Wrong-way Mathis then suggests that my methodology is that of "sizing up the ''schmuck' and charging whatever we think they will pay..." and the only thing more wrong than that opinion is how he uses a portrait of himself with a Nikon F in his article about "digital resolution", where he incorrectly states "In reality, a five-meg, or 5 million pixel camera, is about equal to 35mm film in resolution." No, Jim, that's impossible. The actual megapixel comparison is closer to 21 megapixels.

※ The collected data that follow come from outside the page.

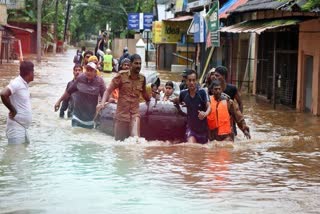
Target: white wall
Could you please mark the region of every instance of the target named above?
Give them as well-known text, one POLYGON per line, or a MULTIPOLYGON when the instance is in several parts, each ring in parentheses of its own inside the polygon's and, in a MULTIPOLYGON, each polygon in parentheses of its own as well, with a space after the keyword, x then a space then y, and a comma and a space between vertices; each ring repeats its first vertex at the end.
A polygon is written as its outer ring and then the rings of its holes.
POLYGON ((163 20, 163 19, 169 19, 169 18, 173 18, 174 14, 169 11, 165 11, 167 8, 167 6, 165 4, 158 4, 158 18, 159 21, 163 20))

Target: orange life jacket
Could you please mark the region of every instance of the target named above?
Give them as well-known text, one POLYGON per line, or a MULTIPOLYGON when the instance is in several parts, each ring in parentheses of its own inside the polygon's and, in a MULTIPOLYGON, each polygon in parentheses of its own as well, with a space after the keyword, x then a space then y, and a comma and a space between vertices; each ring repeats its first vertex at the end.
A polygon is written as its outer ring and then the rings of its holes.
POLYGON ((210 97, 211 113, 207 117, 209 130, 218 129, 218 135, 231 133, 230 114, 228 111, 228 101, 217 102, 214 96, 210 97))

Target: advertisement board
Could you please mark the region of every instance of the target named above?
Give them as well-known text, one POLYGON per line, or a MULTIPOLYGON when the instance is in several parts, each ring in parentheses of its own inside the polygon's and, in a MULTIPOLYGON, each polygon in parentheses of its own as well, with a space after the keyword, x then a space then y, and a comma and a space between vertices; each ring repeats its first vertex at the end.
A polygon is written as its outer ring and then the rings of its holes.
POLYGON ((194 43, 202 43, 205 42, 206 38, 206 25, 204 18, 196 13, 193 18, 193 27, 194 27, 194 43))
POLYGON ((139 13, 128 13, 128 30, 140 30, 139 13))
POLYGON ((177 43, 182 42, 182 35, 187 33, 190 21, 156 21, 153 27, 153 42, 177 43))
POLYGON ((162 21, 152 23, 152 42, 155 44, 161 43, 162 21))
POLYGON ((187 0, 176 0, 175 12, 185 11, 188 5, 187 0))
POLYGON ((143 14, 143 29, 150 31, 152 29, 153 14, 144 13, 143 14))
POLYGON ((214 47, 220 47, 220 32, 219 32, 219 1, 212 3, 212 8, 206 15, 208 31, 210 31, 211 44, 214 47))
POLYGON ((151 30, 152 13, 128 13, 128 30, 151 30))
POLYGON ((204 5, 210 5, 212 0, 188 0, 188 9, 194 9, 203 7, 204 5))

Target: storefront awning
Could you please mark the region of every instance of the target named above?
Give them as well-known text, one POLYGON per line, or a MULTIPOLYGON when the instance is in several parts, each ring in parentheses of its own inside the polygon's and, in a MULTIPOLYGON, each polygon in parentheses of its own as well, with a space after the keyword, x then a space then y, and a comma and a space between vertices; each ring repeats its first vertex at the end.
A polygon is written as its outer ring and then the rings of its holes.
POLYGON ((165 22, 185 22, 185 21, 189 21, 192 19, 193 19, 193 16, 179 16, 179 17, 175 17, 175 18, 165 19, 163 21, 165 21, 165 22))
POLYGON ((25 31, 25 32, 28 32, 28 33, 33 33, 33 31, 34 31, 32 29, 29 29, 29 28, 21 28, 21 27, 9 25, 9 24, 5 24, 5 25, 3 25, 3 27, 9 28, 9 29, 13 29, 13 30, 25 31))
POLYGON ((261 34, 266 30, 297 25, 301 21, 300 19, 251 20, 222 27, 220 32, 261 34))

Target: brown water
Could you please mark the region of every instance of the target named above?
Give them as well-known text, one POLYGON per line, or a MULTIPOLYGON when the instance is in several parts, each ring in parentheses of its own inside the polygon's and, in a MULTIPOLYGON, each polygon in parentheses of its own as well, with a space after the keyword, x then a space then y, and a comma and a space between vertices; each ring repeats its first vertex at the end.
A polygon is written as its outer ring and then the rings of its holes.
MULTIPOLYGON (((252 140, 115 142, 53 112, 74 52, 36 65, 30 145, 7 145, 0 104, 0 213, 319 213, 319 117, 244 96, 252 140)), ((0 65, 0 87, 16 75, 0 65)))

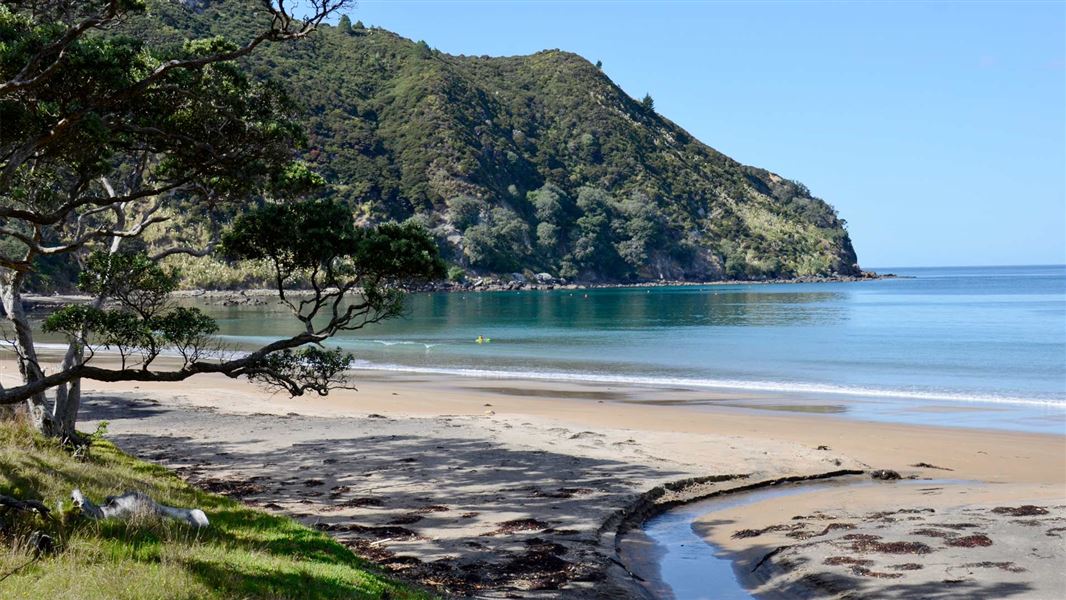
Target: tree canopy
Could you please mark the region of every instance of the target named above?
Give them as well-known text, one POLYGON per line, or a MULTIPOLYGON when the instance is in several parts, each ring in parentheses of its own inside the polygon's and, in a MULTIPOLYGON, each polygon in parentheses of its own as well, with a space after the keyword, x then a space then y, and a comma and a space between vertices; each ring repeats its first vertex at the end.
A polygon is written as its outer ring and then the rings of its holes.
POLYGON ((443 276, 417 227, 357 228, 347 207, 303 199, 323 180, 295 160, 305 139, 296 105, 238 62, 310 35, 346 1, 310 0, 299 14, 284 2, 246 4, 261 17, 250 37, 174 44, 125 27, 145 10, 138 0, 0 4, 0 300, 23 378, 0 387, 0 405, 28 401, 42 429, 73 434, 83 378, 221 373, 326 393, 350 358, 321 343, 399 314, 406 286, 443 276), (178 215, 207 239, 171 230, 164 247, 143 242, 178 215), (171 302, 179 273, 160 262, 213 253, 269 264, 303 331, 244 354, 221 347, 210 318, 171 302), (77 265, 93 300, 46 319, 70 341, 46 375, 21 294, 57 256, 77 265), (297 287, 310 292, 293 299, 297 287), (100 349, 119 366, 93 364, 100 349), (177 366, 159 361, 168 349, 177 366))

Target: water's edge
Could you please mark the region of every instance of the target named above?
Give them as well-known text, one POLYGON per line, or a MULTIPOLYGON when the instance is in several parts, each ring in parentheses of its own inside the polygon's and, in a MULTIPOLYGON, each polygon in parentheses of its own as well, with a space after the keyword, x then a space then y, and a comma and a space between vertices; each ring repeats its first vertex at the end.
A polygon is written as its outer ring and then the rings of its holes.
MULTIPOLYGON (((854 474, 862 473, 853 471, 854 474)), ((643 598, 714 600, 751 600, 778 598, 755 594, 751 590, 762 581, 754 573, 765 561, 782 548, 771 550, 758 561, 751 572, 738 562, 740 555, 716 546, 696 533, 693 523, 707 515, 723 510, 758 504, 786 496, 815 494, 826 490, 867 487, 875 485, 907 484, 951 485, 972 483, 964 480, 914 478, 880 482, 869 478, 825 473, 811 477, 787 477, 739 486, 719 493, 702 495, 699 499, 664 503, 669 506, 640 521, 639 529, 629 529, 615 539, 616 562, 639 588, 643 598), (790 485, 791 484, 791 485, 790 485), (713 596, 706 596, 707 590, 713 596)), ((750 557, 749 557, 750 558, 750 557)), ((799 584, 797 584, 799 585, 799 584)), ((802 593, 817 592, 819 588, 804 586, 802 593)), ((795 588, 787 597, 796 593, 795 588)), ((806 596, 804 596, 806 597, 806 596)))
MULTIPOLYGON (((648 577, 644 577, 636 572, 637 570, 643 570, 647 574, 647 569, 642 569, 639 565, 627 564, 628 557, 625 555, 623 549, 623 543, 626 536, 641 529, 650 519, 662 515, 672 509, 714 498, 766 490, 775 488, 776 486, 801 482, 840 481, 863 475, 864 473, 865 471, 854 469, 840 469, 824 473, 815 473, 812 475, 795 475, 761 480, 725 489, 716 489, 716 486, 719 483, 728 481, 747 480, 750 475, 711 475, 683 479, 652 488, 641 494, 628 507, 615 513, 600 527, 601 539, 604 540, 605 544, 610 546, 606 549, 611 556, 610 560, 612 563, 608 569, 608 576, 615 579, 615 581, 622 587, 628 589, 633 597, 647 598, 649 600, 660 598, 661 596, 657 595, 653 589, 650 588, 661 590, 661 587, 656 586, 663 584, 657 584, 654 580, 649 581, 648 577)), ((858 482, 859 481, 857 480, 856 483, 858 482)), ((710 550, 711 548, 708 546, 708 552, 710 552, 710 550)))

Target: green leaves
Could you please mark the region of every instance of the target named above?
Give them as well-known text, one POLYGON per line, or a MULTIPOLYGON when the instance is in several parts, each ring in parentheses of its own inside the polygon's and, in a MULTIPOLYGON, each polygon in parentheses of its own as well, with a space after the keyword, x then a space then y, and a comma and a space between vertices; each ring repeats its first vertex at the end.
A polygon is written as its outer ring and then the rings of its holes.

Fortunately for all, Mathis seems to be standing alone. PDN sought out two industry leaders for their thoughts. Susan Carr, past ASMP National President and current Education Director, wrote here "Pricing photography assignments cannot fit into a one-size-fits-all hourly or day rate system." Carr then goes on to provide several other worthwhile insights on this subject. Next PDN presents the learned thoughts of Jeff Sedlik, former National President of the Advertising Photographers of America, here. Sedlik suggests that some photographers "opt to spend their careers emulating plumbers". I suggest that Mathis has much to learn about his own business. Yes, being paid by the hour regardless of client type is really a day-laborer mindset best left for the picking fields.
Mathis touts his membership in the "International Photography Hall of Fame", on his website here and I submit that he should be the poster child for the International Hall of Photographic Shame for his really really bad photography advice.